Nova Act: A Reliable AI Model Aimed At Over 90% Accuracy For Complex Web Interactions

Nova Act is designed to provide reliable building blocks that can be combined into more complex workflows. While many agent benchmarks focus on high-level tasks, where state-of-the-art models typically achieve only 30% to 60% accuracy in completing tasks in web browsers, Nova Act is focused on ensuring reliability. Amazon AGI Labs aims for over 90% accuracy in internal evaluations, addressing challenges that often trip up other models, such as date picking, dropdown menus, and popups. The model is engineered to excel on benchmarks like ScreenSpot and GroundUI Web, which assess an AI’s ability to interact with the web. For example, the model scores 0.939 in interacting with textual elements on screenshots, 0.879 for interacting with visual elements, and 0.805 for understanding and engaging with various UI elements on web pages.

In addition to performance, Nova Act emphasizes reliability. Once a user has configured the model, there is no need for constant oversight. Users can enable headless mode, turning the agent into an API that integrates seamlessly with other systems, or even set it to run asynchronously on a specified schedule.

Furthermore, though still in its early stages, Amazon AGI Labs is optimistic about Nova Act’s ability to adapt its user interface understanding across different environments. Notably, early checkpoints suggest that Nova Act performs well in novel settings, such as web games, even without prior experience in video games.

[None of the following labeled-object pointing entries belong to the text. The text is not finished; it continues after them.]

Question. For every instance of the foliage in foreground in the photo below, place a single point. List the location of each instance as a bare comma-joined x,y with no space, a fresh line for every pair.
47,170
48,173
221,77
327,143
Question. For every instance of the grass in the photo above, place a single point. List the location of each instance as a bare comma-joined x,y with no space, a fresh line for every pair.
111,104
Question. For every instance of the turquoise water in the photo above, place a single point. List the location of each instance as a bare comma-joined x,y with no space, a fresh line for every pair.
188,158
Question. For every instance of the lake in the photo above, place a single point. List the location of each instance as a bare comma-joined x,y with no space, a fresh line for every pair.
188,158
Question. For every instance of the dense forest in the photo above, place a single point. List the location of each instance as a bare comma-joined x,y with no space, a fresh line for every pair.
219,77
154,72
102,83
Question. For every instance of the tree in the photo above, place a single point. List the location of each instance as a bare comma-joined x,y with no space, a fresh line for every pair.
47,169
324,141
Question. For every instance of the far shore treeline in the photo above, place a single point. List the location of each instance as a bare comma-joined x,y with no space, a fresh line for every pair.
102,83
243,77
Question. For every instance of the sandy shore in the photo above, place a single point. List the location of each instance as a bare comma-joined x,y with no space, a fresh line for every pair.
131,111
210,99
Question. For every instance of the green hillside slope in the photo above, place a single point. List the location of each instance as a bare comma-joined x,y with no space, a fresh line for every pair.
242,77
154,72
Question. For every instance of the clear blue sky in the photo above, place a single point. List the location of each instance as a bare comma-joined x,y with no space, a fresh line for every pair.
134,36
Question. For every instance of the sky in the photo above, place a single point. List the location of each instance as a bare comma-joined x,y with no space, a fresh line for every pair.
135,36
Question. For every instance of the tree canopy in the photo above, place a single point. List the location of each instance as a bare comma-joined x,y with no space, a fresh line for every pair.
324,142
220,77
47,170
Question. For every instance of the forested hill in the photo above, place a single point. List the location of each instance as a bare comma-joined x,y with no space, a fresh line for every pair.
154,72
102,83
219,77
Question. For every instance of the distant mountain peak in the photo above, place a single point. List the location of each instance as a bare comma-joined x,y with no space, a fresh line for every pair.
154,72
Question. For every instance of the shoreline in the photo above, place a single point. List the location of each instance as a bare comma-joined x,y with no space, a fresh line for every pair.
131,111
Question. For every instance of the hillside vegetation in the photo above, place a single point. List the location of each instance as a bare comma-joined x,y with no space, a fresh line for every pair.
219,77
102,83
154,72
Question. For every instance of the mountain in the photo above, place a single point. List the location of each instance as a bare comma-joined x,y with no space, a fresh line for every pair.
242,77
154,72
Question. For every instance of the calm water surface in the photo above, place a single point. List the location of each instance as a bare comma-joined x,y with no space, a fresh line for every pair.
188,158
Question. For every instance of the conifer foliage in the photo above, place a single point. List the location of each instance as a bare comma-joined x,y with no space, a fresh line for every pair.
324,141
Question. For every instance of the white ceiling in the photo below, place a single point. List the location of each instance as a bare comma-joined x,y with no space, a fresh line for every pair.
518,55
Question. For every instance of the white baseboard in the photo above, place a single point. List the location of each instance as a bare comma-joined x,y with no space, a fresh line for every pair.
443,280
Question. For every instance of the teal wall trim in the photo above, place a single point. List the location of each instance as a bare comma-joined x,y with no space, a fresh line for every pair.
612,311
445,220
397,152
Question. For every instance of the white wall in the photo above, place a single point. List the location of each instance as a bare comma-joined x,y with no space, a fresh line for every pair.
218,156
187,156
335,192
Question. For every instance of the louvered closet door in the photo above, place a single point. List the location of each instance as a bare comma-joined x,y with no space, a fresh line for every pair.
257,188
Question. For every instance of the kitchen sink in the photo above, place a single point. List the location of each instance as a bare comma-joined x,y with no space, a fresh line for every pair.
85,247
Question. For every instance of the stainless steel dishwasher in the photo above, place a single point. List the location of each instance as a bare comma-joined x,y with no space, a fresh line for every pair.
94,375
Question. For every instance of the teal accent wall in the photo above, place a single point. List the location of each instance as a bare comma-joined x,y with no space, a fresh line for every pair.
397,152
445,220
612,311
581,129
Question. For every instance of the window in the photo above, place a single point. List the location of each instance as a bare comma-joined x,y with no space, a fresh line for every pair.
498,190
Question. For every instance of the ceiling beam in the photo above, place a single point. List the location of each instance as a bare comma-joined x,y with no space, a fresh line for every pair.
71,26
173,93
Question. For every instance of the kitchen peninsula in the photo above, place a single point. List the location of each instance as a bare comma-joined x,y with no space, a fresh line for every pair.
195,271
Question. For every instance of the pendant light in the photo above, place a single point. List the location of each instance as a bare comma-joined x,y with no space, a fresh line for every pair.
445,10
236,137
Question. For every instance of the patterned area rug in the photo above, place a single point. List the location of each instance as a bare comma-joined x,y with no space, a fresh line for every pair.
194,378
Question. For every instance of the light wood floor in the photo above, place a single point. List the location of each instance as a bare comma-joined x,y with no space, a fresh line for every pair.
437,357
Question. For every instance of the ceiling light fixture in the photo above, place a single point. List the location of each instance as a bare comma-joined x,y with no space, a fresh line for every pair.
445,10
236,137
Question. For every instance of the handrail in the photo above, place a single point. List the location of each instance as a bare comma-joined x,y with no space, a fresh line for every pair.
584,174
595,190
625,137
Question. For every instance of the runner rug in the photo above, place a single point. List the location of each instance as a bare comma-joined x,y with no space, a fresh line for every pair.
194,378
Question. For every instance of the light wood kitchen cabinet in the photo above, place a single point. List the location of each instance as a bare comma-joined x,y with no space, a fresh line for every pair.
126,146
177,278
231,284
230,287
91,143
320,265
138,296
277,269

Additionally, with its combination of reliable building blocks and flexibility, Nova Act is already being integrated into Alexa+ to autonomously navigate the web and complete tasks when integrated services lack the necessary APIs.

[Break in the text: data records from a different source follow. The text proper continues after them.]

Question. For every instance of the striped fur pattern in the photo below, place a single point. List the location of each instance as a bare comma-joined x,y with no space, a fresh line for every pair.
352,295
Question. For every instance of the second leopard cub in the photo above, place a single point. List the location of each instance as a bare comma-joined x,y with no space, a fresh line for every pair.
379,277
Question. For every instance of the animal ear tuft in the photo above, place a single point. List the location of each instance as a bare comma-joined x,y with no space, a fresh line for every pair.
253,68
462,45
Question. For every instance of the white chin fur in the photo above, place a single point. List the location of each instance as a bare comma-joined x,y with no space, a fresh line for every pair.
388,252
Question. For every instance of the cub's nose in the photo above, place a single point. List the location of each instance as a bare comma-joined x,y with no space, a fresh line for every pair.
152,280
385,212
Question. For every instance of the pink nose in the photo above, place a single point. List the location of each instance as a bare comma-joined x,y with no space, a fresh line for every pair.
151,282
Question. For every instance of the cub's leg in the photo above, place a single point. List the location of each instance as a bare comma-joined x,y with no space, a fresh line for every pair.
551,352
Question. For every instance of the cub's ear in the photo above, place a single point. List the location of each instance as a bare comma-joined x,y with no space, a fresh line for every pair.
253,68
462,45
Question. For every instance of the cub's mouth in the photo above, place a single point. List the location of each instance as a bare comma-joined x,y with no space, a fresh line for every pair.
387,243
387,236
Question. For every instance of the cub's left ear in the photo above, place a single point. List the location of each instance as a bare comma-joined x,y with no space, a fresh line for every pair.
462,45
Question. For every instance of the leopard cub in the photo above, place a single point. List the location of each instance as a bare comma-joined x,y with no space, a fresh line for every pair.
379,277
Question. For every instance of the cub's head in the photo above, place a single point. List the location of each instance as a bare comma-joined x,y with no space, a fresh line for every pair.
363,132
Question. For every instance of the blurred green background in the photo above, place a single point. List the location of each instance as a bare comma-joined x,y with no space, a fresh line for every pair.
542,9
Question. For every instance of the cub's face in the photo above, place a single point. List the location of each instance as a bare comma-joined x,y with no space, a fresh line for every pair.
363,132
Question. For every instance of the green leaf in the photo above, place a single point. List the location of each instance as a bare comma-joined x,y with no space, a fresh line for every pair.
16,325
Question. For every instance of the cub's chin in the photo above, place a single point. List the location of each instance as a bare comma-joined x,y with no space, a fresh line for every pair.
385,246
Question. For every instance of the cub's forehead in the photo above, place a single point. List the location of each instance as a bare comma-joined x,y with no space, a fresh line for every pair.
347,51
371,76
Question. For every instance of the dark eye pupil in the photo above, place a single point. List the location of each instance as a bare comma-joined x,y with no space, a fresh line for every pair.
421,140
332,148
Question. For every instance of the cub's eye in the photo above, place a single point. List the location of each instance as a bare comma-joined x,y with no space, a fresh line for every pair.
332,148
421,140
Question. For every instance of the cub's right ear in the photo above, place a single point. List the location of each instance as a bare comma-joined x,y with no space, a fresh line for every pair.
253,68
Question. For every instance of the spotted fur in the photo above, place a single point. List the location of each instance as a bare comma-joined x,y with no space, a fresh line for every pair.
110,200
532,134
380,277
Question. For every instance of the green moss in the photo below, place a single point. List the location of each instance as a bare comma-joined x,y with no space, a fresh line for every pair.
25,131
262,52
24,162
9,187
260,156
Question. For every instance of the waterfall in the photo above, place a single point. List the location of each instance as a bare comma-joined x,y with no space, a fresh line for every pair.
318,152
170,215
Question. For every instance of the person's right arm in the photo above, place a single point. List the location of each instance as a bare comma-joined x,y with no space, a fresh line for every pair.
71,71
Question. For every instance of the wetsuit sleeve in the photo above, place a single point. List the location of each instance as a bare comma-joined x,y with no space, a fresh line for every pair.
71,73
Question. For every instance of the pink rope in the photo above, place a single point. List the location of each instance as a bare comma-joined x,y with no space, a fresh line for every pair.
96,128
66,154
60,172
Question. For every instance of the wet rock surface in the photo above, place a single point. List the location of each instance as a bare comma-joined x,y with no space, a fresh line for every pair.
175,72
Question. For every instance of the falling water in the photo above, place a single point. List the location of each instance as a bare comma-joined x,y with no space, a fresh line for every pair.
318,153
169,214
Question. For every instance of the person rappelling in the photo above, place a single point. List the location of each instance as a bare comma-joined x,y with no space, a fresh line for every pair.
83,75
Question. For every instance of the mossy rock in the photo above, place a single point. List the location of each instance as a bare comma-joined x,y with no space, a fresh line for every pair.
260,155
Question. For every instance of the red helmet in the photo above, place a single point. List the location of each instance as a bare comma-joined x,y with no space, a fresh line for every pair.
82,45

Nova Act represents the first step in Amazon AGI Labs’ vision to develop the key capabilities needed for scalable, effective agents. This initial checkpoint is part of a larger training curriculum that aims to improve the model. To make agents truly intelligent and reliable for complex, multi-step tasks, Amazon AGI Labs believes that agents must be trained using reinforcement learning in a diverse set of real-world environments, rather than relying solely on supervised fine-tuning with simple demonstrations. The team is eager to share further research and progress as the model evolves.